The letter from the representatives went on to say that scrapping the programme would prove “a fundamental blow to the health of the entire grassroots sector”.

They continued: “New and emerging artists already face significant obstacles to breaking into the music industry, challenges that are amplified for those artists and musicians living outside of the major cities.

“BBC Introducing has been essential in providing access routes into the industry, with local and regional opportunities available right across the country.

“Whatever reorganisation might be required to meet the demands of the future stability and viability of the BBC, it should not be the case that BBC Introducing is the unintended victim of those changes.”

The letter concluded by asking Sharp to offer “urgent assurance” that he and the broadcaster’s board “understand the vital role of BBC Introducing”.

In response to the letter, a BBC spokesperson later said: “Our new local radio schedules will be announced in due course but they will not compromise the essence of BBC Introducing.

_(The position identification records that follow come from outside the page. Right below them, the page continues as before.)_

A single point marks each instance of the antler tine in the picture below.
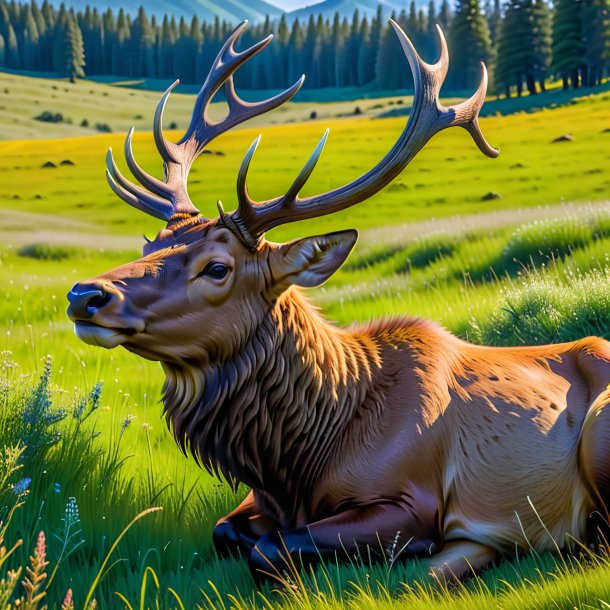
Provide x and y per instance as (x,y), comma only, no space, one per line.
(466,115)
(247,206)
(202,129)
(178,157)
(427,117)
(150,182)
(133,194)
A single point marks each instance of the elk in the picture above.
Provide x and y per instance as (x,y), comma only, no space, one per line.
(347,437)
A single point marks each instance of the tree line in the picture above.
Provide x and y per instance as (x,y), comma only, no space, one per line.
(523,43)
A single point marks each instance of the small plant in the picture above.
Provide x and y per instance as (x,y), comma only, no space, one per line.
(50,117)
(36,576)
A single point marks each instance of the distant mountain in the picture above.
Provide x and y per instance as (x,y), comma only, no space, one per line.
(233,11)
(346,8)
(292,5)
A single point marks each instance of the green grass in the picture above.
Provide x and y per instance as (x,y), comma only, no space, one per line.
(120,459)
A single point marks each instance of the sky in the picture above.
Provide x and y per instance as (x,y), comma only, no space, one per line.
(290,5)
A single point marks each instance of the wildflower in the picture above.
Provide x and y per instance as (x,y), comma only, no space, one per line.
(68,603)
(126,422)
(72,516)
(21,486)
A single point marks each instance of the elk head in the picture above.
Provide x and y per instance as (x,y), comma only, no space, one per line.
(203,284)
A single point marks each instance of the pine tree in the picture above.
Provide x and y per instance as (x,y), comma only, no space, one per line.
(445,16)
(470,44)
(31,43)
(296,63)
(543,39)
(568,41)
(122,61)
(596,33)
(74,51)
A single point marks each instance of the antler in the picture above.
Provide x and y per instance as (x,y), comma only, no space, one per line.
(427,117)
(169,197)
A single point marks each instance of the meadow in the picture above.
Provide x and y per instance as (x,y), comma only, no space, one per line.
(506,251)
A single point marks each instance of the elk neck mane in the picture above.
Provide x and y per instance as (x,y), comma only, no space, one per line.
(270,414)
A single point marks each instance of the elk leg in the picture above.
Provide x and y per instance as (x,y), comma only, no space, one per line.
(594,459)
(356,533)
(237,533)
(459,559)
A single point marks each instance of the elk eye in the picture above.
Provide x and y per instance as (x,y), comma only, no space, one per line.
(217,271)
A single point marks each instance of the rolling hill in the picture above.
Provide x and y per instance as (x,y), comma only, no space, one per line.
(346,8)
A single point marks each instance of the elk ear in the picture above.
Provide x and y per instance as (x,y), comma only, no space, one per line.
(309,262)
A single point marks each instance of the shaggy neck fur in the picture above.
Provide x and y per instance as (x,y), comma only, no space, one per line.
(272,414)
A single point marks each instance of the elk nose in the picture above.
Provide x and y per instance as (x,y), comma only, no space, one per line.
(86,299)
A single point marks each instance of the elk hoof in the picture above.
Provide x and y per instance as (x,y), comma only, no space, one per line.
(270,560)
(227,541)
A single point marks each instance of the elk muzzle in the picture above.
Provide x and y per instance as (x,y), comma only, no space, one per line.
(99,312)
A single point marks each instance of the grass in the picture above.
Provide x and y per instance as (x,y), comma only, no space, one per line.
(107,446)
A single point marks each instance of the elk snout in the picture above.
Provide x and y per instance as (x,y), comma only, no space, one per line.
(86,299)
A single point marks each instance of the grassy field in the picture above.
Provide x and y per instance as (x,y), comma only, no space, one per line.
(430,246)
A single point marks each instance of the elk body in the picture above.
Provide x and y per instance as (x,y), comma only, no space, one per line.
(347,436)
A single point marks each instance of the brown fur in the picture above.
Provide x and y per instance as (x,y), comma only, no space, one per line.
(366,431)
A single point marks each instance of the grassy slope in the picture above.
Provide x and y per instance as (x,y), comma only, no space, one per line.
(449,177)
(33,322)
(126,102)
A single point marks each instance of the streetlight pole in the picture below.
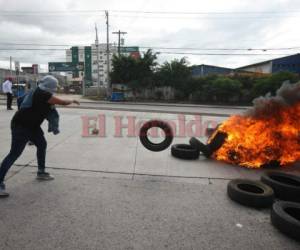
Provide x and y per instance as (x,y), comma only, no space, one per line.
(97,51)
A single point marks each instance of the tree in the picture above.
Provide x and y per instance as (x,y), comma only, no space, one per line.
(175,74)
(136,73)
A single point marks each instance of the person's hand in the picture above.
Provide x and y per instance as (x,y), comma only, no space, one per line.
(76,102)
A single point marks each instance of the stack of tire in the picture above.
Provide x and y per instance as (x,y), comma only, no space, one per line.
(278,190)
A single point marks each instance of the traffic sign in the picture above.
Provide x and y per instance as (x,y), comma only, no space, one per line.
(65,66)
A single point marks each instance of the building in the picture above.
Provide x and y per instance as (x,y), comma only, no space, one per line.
(34,69)
(287,63)
(205,70)
(88,55)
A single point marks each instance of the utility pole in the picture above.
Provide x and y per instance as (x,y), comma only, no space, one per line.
(10,65)
(97,51)
(109,87)
(119,40)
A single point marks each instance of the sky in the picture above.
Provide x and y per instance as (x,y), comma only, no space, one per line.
(196,27)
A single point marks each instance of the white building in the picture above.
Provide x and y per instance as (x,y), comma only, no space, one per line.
(91,65)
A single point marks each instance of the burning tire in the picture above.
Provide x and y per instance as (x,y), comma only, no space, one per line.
(285,216)
(184,151)
(250,193)
(156,146)
(195,143)
(285,186)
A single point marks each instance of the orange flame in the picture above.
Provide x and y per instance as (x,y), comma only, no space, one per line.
(253,141)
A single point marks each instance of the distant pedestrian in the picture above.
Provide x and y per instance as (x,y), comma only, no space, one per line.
(25,126)
(7,89)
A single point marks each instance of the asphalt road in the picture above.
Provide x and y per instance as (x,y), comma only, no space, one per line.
(111,193)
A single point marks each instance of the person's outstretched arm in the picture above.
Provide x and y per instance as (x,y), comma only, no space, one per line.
(54,100)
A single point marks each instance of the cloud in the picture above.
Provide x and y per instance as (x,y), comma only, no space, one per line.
(234,30)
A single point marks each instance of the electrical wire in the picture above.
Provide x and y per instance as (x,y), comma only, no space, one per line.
(142,47)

“We‘re committed to maintaining dedicated support for discovering and sharing the work of new talent at each of our 39 local radio stations. Local radio will continue to celebrate local artists and be an entry point for talent.

“We need to acknowledge the changing listening habits of audiences and the intention is to reach even more people. Every local radio station has a place on BBC Sounds which has a fixed Introducing slot featuring prominently with more content than radio schedules could ever accommodate.

“We also regularly feature Introducing tracks and artists on breakfast shows and that will continue too.”

English Teacher perform at Glastonbury. Credit: Parri Thomas for NME

Speaking to NME about the situation facing Introducing, Lewis Whiting, guitarist of Leeds’ English Teacher, said that the continued support they have received from BBC Introducing was “invaluable” to their career. “It’s the main thing local bands strive for: you can see that, from the past, local BBC Introducing airplay has produced results and made bands’ careers more tangible. It gave us a future.”

Hertford band Moa Moa received their first ever radio play on BBC Introducing Beds, Herts & Bucks show. Their drummer Matt Taylor told NME: “When you’re putting yourself out there, receiving some validation of your work from a local BBC Introducing show can be a really important milestone.”